Помещение нам дал исполком Гагаринского райсовета. В копилку опыта создания студий позволю себе дать несколько советов: свято верьте, что в органах Советской власти, в райкомах комсомола работают люди, желающие вам помочь, и что ваше дело — часть их забот. Не надо впадать в амбиции гонимых борцов, ведь ваше творчество рассчитано на контакт с людьми. В. М. Шукшин говорил: «Мне всегда везло на хороших людей». Я позволю себе согласиться с ним: мне тоже. С этим настроем руководитель студии всегда найдет союзников и отыщет помещение. Возможностей решения этого вопроса предостаточно: не создавайте проблем вне творчества. Профессия режиссера сама по себе требует организаторских способностей и реализации этих способностей в решении встающих перед театром всевозможных проблем.
Теперь о репертуаре. С чего мы начинали? С того, что знали. Еще во Дворце пионеров на Ленинских горах у педагога Е. В. Галкиной я играл водевили. И в своем коллективе решил начать с них. Дело простое — смех, юмор — народная стихия — все понятно и доступно. Получалось весело, играли без оглядки на авторитеты, а когда так все идет, я бы сказал, естественно, рождается нормальный живой народный театр. Чуть неумелый, но живой, ибо материал несложный, идеи понятны, характеры ясны — студиец все уяснил, и ему легко, и зрители довольны.
Я думаю, нельзя начинать со сложного репертуара. Допустим, с «Царя Эдипа». В одной студии я видел «Макбета» в числе первых спектаклей. Смешно. Наивно. До «Макбета» надо дорасти.
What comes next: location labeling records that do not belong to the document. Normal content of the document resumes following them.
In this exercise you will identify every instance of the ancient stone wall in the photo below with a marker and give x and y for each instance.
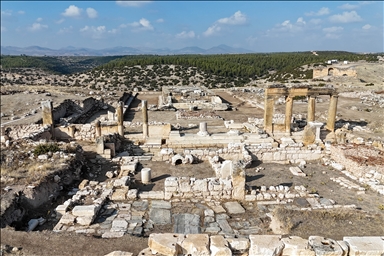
(321, 72)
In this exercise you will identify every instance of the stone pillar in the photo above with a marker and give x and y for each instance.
(268, 113)
(144, 108)
(47, 107)
(98, 128)
(317, 126)
(72, 130)
(288, 114)
(120, 118)
(332, 113)
(311, 109)
(203, 129)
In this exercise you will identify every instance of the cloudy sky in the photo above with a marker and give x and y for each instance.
(254, 25)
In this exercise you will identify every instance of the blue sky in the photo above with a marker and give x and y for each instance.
(255, 25)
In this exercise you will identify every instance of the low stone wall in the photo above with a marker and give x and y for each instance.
(184, 187)
(203, 244)
(33, 131)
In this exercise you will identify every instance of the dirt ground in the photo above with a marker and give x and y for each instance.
(367, 219)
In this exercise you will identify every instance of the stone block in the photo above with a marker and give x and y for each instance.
(367, 245)
(295, 245)
(166, 244)
(234, 208)
(262, 245)
(219, 246)
(85, 210)
(325, 246)
(120, 194)
(196, 244)
(238, 245)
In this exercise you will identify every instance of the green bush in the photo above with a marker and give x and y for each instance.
(45, 148)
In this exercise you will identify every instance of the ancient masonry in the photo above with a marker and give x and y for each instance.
(116, 207)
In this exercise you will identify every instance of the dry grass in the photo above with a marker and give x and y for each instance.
(333, 223)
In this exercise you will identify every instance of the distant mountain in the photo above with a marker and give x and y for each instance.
(119, 50)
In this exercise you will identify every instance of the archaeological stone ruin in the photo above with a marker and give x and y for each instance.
(160, 170)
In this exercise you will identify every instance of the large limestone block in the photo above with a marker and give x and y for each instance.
(166, 244)
(85, 210)
(234, 208)
(265, 245)
(219, 246)
(238, 181)
(367, 245)
(196, 244)
(325, 246)
(295, 245)
(238, 245)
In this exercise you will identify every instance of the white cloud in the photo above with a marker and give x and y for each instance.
(212, 30)
(60, 21)
(349, 6)
(72, 11)
(315, 21)
(94, 32)
(132, 3)
(333, 29)
(236, 19)
(186, 34)
(37, 26)
(65, 30)
(345, 17)
(321, 12)
(142, 24)
(301, 21)
(333, 32)
(92, 13)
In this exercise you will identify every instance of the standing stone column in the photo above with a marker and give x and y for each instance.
(98, 128)
(332, 113)
(47, 107)
(288, 114)
(120, 118)
(311, 109)
(203, 129)
(144, 108)
(268, 113)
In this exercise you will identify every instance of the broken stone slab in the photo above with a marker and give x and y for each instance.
(110, 234)
(219, 246)
(85, 210)
(196, 244)
(262, 245)
(161, 204)
(187, 223)
(295, 245)
(166, 244)
(234, 207)
(160, 216)
(296, 171)
(225, 227)
(238, 245)
(325, 246)
(367, 245)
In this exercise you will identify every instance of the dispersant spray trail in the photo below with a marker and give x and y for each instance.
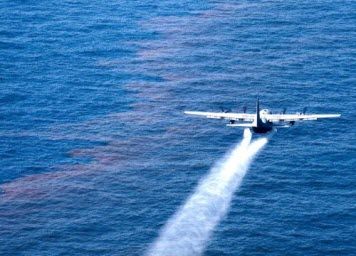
(188, 230)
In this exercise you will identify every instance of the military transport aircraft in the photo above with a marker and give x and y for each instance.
(262, 121)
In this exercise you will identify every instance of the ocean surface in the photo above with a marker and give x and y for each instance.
(96, 153)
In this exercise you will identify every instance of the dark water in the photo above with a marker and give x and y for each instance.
(96, 154)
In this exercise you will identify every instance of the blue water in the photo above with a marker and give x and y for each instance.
(96, 154)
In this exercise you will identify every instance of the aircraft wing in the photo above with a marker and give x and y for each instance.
(297, 117)
(222, 115)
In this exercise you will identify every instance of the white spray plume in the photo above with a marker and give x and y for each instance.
(188, 230)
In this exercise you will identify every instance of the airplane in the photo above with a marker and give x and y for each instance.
(263, 121)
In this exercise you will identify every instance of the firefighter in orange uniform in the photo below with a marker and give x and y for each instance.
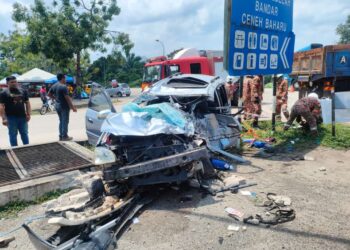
(282, 97)
(247, 98)
(256, 99)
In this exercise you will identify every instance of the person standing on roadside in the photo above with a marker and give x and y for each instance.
(64, 104)
(282, 97)
(256, 99)
(15, 111)
(43, 94)
(247, 97)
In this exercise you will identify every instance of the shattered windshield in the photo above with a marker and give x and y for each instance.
(145, 97)
(152, 73)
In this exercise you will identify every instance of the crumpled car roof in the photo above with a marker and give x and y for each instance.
(187, 85)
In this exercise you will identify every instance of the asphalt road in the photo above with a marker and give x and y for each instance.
(44, 129)
(318, 188)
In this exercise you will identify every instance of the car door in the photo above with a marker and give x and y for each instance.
(99, 107)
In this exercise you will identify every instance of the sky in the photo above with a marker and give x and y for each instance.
(199, 23)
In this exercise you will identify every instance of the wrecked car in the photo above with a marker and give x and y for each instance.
(165, 135)
(169, 134)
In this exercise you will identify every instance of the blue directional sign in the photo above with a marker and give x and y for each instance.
(259, 37)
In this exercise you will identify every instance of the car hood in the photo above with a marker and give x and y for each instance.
(150, 120)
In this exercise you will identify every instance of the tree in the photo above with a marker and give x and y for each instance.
(343, 30)
(17, 58)
(121, 64)
(68, 28)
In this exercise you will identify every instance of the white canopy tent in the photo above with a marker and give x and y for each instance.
(3, 81)
(35, 76)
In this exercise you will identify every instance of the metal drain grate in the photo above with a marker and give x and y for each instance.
(48, 159)
(7, 171)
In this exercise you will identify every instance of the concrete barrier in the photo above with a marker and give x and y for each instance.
(33, 189)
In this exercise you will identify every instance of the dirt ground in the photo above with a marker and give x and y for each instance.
(319, 196)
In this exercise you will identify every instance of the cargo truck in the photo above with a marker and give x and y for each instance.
(320, 69)
(186, 61)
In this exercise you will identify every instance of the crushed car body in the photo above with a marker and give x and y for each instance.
(180, 120)
(169, 134)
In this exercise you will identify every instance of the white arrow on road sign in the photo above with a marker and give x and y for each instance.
(283, 52)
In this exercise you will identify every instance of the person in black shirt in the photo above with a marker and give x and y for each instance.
(64, 104)
(15, 111)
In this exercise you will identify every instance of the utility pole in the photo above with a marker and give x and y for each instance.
(159, 41)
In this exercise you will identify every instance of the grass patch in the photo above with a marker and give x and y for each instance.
(13, 208)
(301, 140)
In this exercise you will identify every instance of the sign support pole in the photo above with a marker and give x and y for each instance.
(240, 101)
(333, 106)
(274, 103)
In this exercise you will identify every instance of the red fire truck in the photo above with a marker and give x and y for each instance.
(186, 61)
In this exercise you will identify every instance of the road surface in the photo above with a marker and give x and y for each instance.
(44, 129)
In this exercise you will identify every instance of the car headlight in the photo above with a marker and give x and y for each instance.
(104, 156)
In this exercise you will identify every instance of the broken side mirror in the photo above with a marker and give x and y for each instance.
(103, 114)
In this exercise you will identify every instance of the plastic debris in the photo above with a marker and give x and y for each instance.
(186, 198)
(233, 228)
(5, 241)
(222, 165)
(245, 193)
(281, 200)
(271, 140)
(308, 158)
(135, 220)
(234, 213)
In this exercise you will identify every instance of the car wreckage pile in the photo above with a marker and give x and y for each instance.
(169, 134)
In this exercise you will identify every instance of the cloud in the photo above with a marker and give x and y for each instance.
(199, 23)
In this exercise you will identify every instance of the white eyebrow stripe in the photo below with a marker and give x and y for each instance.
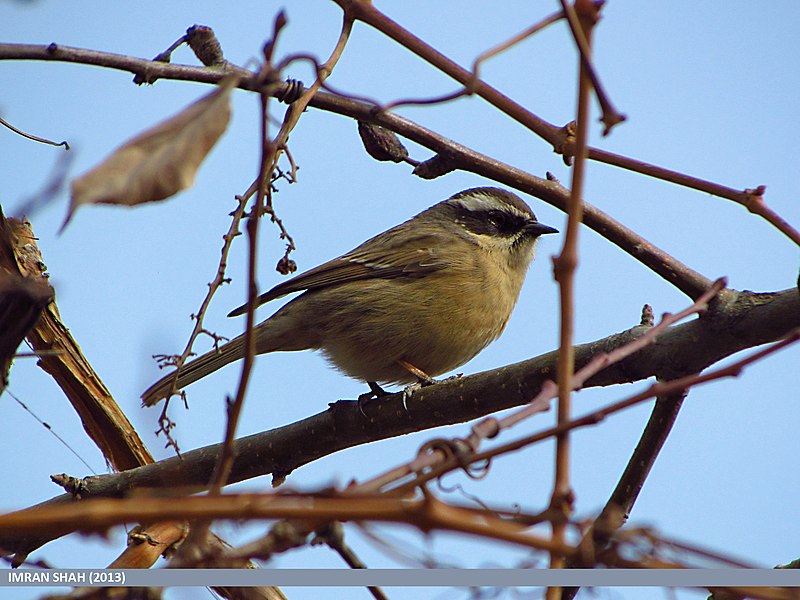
(478, 202)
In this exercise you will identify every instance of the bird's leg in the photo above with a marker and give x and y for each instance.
(375, 391)
(423, 380)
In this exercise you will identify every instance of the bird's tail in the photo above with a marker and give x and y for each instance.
(195, 370)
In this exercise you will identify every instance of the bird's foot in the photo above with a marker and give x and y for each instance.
(375, 392)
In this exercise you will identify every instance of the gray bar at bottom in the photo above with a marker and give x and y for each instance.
(404, 577)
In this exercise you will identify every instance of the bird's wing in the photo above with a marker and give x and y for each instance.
(391, 256)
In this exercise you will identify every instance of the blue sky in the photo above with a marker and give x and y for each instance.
(709, 89)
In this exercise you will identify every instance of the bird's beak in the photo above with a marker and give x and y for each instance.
(537, 229)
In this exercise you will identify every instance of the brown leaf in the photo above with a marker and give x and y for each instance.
(159, 162)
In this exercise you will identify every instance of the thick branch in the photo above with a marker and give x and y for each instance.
(735, 322)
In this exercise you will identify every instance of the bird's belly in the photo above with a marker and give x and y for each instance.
(434, 332)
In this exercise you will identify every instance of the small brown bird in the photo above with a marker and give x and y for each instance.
(418, 300)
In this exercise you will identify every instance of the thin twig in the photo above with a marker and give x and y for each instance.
(564, 267)
(35, 138)
(616, 511)
(588, 13)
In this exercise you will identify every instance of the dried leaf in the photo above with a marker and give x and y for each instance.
(159, 162)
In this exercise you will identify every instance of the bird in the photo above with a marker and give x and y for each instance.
(414, 302)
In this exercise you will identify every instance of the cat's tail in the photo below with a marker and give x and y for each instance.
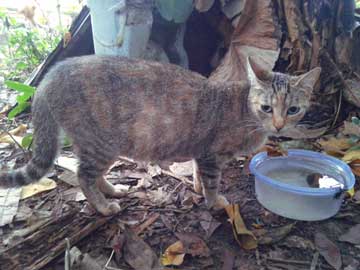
(45, 147)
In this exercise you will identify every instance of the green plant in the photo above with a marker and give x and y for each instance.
(26, 47)
(23, 99)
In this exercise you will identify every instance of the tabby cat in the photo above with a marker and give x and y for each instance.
(111, 106)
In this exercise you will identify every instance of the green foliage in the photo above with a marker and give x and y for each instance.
(26, 47)
(25, 93)
(175, 10)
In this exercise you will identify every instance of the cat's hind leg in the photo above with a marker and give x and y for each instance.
(89, 174)
(207, 175)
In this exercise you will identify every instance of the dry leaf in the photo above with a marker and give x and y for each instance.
(182, 168)
(203, 5)
(70, 178)
(193, 244)
(356, 197)
(153, 170)
(298, 242)
(137, 253)
(352, 235)
(328, 250)
(9, 201)
(208, 223)
(228, 259)
(42, 185)
(243, 236)
(274, 235)
(143, 226)
(159, 196)
(355, 166)
(174, 254)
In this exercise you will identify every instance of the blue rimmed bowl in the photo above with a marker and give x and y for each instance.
(294, 198)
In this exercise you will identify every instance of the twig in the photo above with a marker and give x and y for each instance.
(107, 267)
(67, 259)
(184, 179)
(314, 261)
(338, 108)
(304, 263)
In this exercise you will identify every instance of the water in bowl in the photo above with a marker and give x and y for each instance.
(299, 174)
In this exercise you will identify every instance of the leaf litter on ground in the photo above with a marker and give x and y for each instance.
(328, 250)
(188, 243)
(243, 236)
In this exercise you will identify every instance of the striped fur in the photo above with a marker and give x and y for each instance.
(111, 106)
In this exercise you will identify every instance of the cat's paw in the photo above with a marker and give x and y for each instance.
(221, 203)
(110, 209)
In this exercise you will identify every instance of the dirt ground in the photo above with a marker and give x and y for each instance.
(164, 209)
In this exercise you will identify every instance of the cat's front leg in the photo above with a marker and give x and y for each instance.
(207, 176)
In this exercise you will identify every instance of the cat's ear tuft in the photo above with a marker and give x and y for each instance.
(257, 71)
(309, 79)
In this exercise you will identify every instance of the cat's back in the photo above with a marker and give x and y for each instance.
(110, 72)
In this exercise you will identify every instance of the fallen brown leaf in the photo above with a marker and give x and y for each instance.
(328, 250)
(274, 235)
(174, 254)
(137, 253)
(228, 259)
(243, 236)
(298, 242)
(355, 166)
(352, 235)
(208, 223)
(193, 244)
(356, 197)
(143, 226)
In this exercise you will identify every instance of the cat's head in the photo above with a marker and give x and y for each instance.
(279, 101)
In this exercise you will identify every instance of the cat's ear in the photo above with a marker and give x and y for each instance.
(257, 71)
(309, 79)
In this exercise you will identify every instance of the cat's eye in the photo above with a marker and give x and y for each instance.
(293, 110)
(266, 108)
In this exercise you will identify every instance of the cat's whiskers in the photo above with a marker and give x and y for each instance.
(255, 130)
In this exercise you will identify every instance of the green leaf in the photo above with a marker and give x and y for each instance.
(20, 87)
(26, 142)
(18, 109)
(22, 98)
(21, 65)
(175, 10)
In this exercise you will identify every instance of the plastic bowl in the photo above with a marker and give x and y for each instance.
(295, 201)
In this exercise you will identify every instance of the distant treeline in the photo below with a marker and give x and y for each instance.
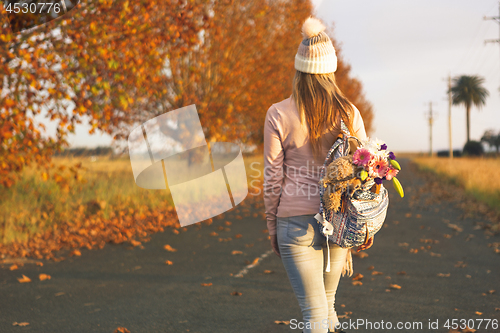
(83, 151)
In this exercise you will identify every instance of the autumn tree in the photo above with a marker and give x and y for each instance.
(116, 64)
(102, 60)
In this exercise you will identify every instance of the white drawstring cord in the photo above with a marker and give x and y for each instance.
(328, 250)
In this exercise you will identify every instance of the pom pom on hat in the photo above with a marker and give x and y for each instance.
(312, 27)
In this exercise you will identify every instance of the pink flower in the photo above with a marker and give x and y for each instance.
(362, 157)
(391, 172)
(377, 167)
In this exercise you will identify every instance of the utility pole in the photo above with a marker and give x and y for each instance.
(495, 18)
(430, 118)
(449, 115)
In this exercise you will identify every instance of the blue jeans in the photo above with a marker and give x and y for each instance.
(304, 255)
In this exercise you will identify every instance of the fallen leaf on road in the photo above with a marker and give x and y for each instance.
(135, 243)
(169, 248)
(121, 330)
(455, 227)
(24, 279)
(20, 324)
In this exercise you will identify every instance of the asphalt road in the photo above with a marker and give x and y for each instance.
(450, 272)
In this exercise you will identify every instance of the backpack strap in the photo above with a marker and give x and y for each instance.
(344, 128)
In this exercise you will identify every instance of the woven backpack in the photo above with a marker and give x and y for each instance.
(361, 215)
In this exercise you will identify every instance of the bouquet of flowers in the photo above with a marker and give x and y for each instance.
(366, 166)
(377, 163)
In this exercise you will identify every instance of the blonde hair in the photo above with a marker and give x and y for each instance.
(320, 101)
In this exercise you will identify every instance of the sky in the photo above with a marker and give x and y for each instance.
(403, 52)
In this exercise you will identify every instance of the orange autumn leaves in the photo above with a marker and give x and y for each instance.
(42, 277)
(92, 233)
(119, 63)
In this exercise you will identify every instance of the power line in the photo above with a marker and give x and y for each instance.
(430, 117)
(497, 19)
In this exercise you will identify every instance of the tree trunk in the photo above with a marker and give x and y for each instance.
(468, 121)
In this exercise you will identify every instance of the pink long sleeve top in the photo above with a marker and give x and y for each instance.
(291, 175)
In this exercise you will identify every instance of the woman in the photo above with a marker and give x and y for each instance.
(298, 133)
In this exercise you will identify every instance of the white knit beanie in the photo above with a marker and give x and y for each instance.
(316, 54)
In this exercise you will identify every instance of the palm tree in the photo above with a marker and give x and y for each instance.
(468, 90)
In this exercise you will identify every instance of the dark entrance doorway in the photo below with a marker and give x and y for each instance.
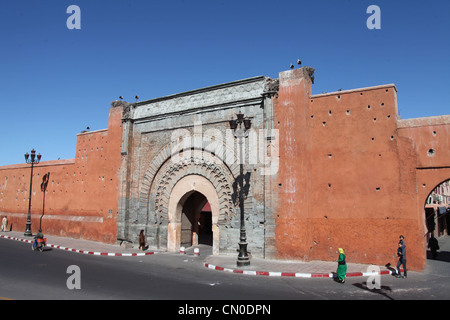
(196, 221)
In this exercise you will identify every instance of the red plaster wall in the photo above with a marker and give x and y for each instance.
(82, 194)
(347, 177)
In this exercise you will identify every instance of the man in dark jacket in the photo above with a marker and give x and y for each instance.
(401, 253)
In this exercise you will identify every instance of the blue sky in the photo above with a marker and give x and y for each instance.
(54, 82)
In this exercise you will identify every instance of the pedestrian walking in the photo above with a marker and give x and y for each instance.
(4, 223)
(401, 253)
(433, 245)
(142, 240)
(342, 267)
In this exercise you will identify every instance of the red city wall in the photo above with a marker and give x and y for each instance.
(82, 194)
(348, 174)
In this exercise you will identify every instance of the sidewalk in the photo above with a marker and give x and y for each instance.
(81, 246)
(225, 263)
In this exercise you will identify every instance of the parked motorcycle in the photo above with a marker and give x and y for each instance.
(39, 244)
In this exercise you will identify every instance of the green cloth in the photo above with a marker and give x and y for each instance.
(342, 267)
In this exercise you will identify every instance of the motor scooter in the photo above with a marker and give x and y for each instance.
(39, 244)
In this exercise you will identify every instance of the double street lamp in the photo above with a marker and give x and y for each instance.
(33, 159)
(240, 126)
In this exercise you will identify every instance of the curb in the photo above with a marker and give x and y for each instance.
(295, 274)
(108, 254)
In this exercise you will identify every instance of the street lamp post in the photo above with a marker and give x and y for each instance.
(240, 126)
(33, 159)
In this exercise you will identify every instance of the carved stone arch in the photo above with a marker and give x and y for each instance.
(167, 168)
(201, 164)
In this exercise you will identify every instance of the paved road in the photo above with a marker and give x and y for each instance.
(25, 274)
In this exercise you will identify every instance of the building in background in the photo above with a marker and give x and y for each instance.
(322, 172)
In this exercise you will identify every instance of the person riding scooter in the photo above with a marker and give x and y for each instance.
(39, 240)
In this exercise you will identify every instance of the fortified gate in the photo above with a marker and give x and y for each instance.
(321, 172)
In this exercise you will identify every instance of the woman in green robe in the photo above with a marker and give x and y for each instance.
(342, 267)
Мы начинали с простого. С водевилей, с раннего Чехова, с гоголевской «Женитьбы». Потом уже шли по степени как бы усложнения материала, большего его осмысления и т. д. Кроме того, мы пытались работать разножанрово... Пробовали себя и в сугубо психологических пьесах, и в музыкальных, и в трагедиях — во всем, что было интересно. Тут уж рецептов нет и быть не может. «Каждый пишет, как он слышит», — поет Б. Окуджава, и он прав.
Если говорить о сознательном выборе, то, пожалуй, этот отсчет надо вести с «Мольера». Это был наш шестой спектакль.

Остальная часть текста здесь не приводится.